Ahora veía que cuando basta, basta. «Todos somos dueños de nuestro destino, Roz, incluyéndote a ti.»

Con gran cautela se puso de pie, localizó el enchufe y lo colocó de nuevo. Miró un momento a Rupert y luego marcó el número de Jessica.

– Soy Roz -dijo-. Rupert está aquí y creo que deberías pasar a recogerle. -Oyó un suspiro al otro lado del hilo-. Es la última vez, Jessica, te lo prometo. -Hizo un amago de risita-. Hemos establecido una tregua. Se acabaron las recriminaciones. ¿Media hora? De acuerdo. Te esperará abajo. -Colgó el teléfono-. Hablaba en serio, Rupert. Se acabó. Fue un accidente. Acabemos con lo de echarnos la culpa mutuamente y vamos a intentar encontrar un poco de paz.

La falta de sensibilidad de Iris Fielding era célebre, pero al día siguiente incluso ella quedó asombrada al ver el magullado rostro de Roz.

– ¡Jesús, qué horror! -exclamó sin rodeos, dirigiéndose directamente al mueble bar para servirse un brandy. Mientras lo hacía, se le ocurrió que podía preparar otro para Roz-. ¿Quién ha sido?

Roz cerró la puerta y se acercó a duras penas al sofá. Iris apuró su copa.

– ¿Fue Rupert?

Ofreció una segunda copa a Roz, la cual hizo un gesto de negativa al brandy y a la pregunta.

– Claro que no fue Rupert. -Se acomodó con gran tiento en el sofá, medio tendida medio sentada, mientras La señora Antrobus hurgaba en su mullida bata para situarse junto a la barbilla de Roz-. ¿Me harás el favor de dar la comida a La señora A? Hay una lata abierta en el frigorífico.
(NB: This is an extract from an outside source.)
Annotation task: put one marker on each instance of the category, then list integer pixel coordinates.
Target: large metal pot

Iris lanzó una mirada furiosa a La señora Antrobus.

– Tú, asquerosa bestia cargada de pulgas, ¿dónde estabas cuando tu dueña te necesitaba? -Pero la otra se fue a la cocina y se puso a rascar su plato-. ¿De verdad que no fue Rupert? -preguntó de nuevo cuando volvió a la sala.
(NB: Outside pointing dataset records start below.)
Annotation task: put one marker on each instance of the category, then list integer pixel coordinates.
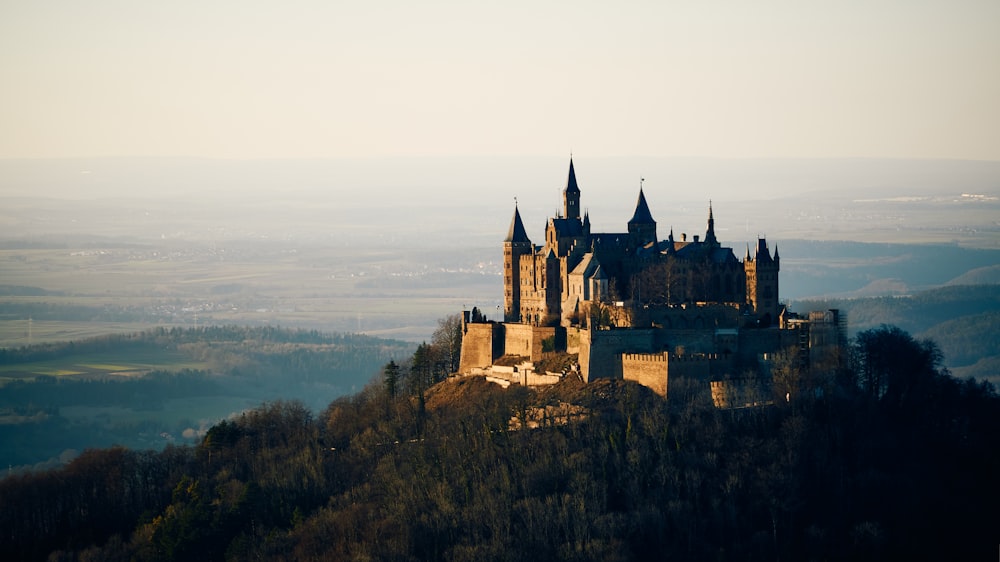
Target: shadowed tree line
(890, 458)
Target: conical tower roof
(571, 186)
(642, 214)
(516, 231)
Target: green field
(101, 365)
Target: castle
(631, 306)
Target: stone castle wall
(529, 341)
(600, 350)
(481, 345)
(647, 369)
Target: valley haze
(387, 246)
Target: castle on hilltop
(631, 306)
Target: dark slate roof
(702, 250)
(516, 232)
(571, 186)
(567, 227)
(609, 240)
(642, 214)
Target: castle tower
(641, 227)
(552, 288)
(710, 238)
(571, 195)
(515, 245)
(762, 281)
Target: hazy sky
(330, 79)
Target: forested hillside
(964, 320)
(890, 459)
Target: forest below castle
(888, 458)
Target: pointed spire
(710, 235)
(516, 231)
(642, 214)
(571, 186)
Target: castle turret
(710, 238)
(515, 245)
(552, 289)
(762, 282)
(641, 227)
(571, 195)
– No. Esto no va con él. Las peleas que mantenemos no pasan de lo verbal y hacen muchísimo más daño.

Iris se quedó pensativa.

– Siempre me has dicho que te ha apoyado en todo.

– Mentía.

Iris se quedó más pensativa aún.

– Entonces, ¿quién fue?

– Un desgraciado que me encontré en un bar. Me pareció mucho más atractivo vestido que desnudo, total, que le dije que se fuera a hacer gárgaras y se lo tomó fatal. -Notó un aire interrogativo en la mirada de Iris, y sonrió con aire cínico a través del labio partido-. No, no me violó. Mi virtud sigue intacta. La defendí con la cara.